Priority Queues and Heaps
Complete the Reading Quiz by noon before lecture.
In class, we’ve already studied 5 abstract data types: List, Stack, Queue, Set, and Map. There’s one more ADT that’s frequently used called the Priority Queue.
- Priority Queue
- An abstract data type characterized by two operations: removing the maximum item and adding new items. Duplicate items are allowed.
public interface MaxPQ<Item> {
/** Adds the item to the priority queue. */
public void add(Item x);
/** Returns the item with the highest priority. */
public Item max();
/** Removes and returns the item with the highest priority. */
public Item removeMax();
/** Returns the number of items in the priority queue. */
public int size();
}
Imagine we’re developing an emergency room patient management system. We’d like to know, at any given time, which patient requires the most urgent care. We can say that this patient has the maximum priority in our priority queue. When we remove this patient from the priority queue, we’d like to know which patient has the next-highest priority. However, we don’t necessarily need to maintain a perfect sorted order for all the patients: all we need to know is the patient with the current highest priority.
As we saw when implementing Queue ADT in ArrayQueue, restricting the Priority Queue ADT gives the ADT implementer more flexibility to design faster data structures. That said, we can use existing data structures, such as linked nodes, to implement a priority queue. Let’s compare some of these implementations now.
Describe how we could implement the MaxPQ interface with an unordered linked list.
In an unordered linked list, we can put our items anywhere in the list. This will make insertion fast because we can add the item to the front of the list in constant time, but finding the maximum slow since we need to scan across the entire linked list.

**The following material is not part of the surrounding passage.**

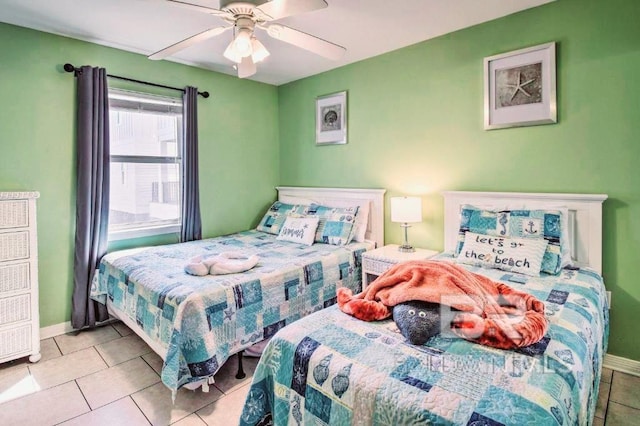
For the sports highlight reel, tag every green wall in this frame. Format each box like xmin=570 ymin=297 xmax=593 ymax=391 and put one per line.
xmin=277 ymin=0 xmax=640 ymax=361
xmin=1 ymin=0 xmax=639 ymax=362
xmin=0 ymin=23 xmax=279 ymax=328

Describe how we could implement the MaxPQ interface with an ordered linked list.
In an ordered linked list, the opposite is true. We can find the maximum quickly since we can maintain a reference to it (either the front or back of the list, our choice), allowing us to remove and return the maximum priority item in constant time. However, this slows down the insertion process since we need to find the exact, ordered position for the item in the list.
Describe how we could implement the MaxPQ interface with a balanced search tree.

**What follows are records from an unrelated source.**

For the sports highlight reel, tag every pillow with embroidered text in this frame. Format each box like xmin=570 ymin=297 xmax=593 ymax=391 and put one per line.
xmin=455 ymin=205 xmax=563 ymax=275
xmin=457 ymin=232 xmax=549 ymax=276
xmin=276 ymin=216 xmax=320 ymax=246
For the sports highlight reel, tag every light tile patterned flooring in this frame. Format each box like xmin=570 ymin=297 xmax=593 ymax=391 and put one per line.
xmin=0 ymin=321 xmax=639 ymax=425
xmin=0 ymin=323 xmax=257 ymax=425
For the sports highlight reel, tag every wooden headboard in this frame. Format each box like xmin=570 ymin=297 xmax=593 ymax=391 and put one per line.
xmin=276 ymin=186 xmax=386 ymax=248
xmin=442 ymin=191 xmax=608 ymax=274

A balanced search tree maintains the order of items in the structure of the tree. The smallest key is the very leftmost node in the tree while the largest key is the very rightmost node in the tree. Therefore, we can keep a reference to the rightmost node in the tree and maintain it as we add items and remove the maximum priority item from the priority queue.
This yields the following table comparing the asymptotic running time for each implementation in Big-O notation, where N is the size of the priority queue.

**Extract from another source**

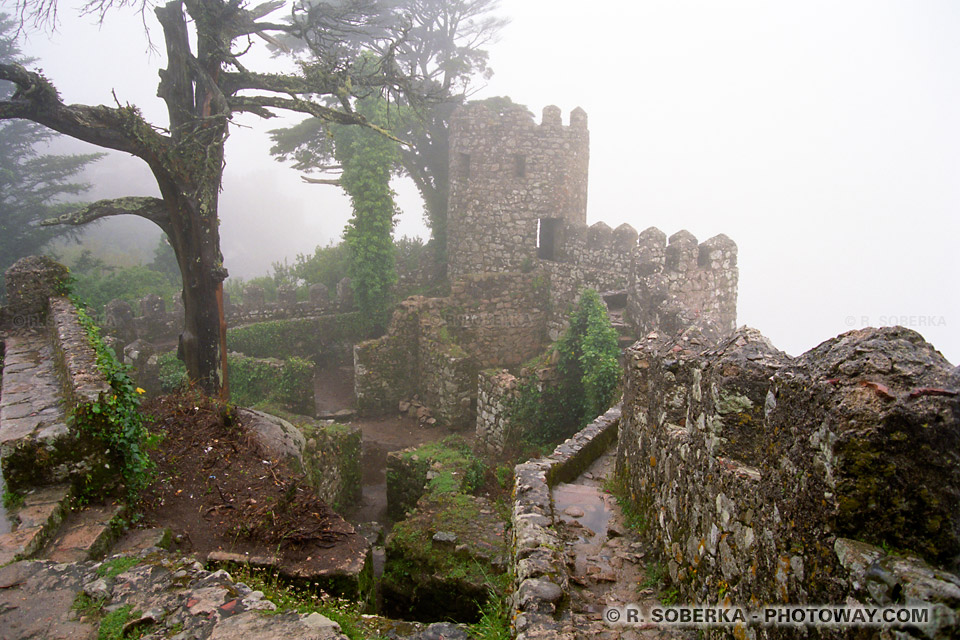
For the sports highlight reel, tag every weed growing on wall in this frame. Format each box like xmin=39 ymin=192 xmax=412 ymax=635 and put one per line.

| Operation | Unordered Linked List | Ordered Linked List | Balanced Search Tree |
|---|---|---|---|
add | O(1) | O(N) | O(log N) |
max | O(N) | O(1) | O(1) |
removeMax | O(N) | O(1) | O(log N) |
While the balanced search tree implementation is appealing, handling items with duplicate priority values requires additional complexity in a search tree. In class, we’ll discuss another potential principle for implementing the priority queue with a new data structure that we’ll develop called a heap.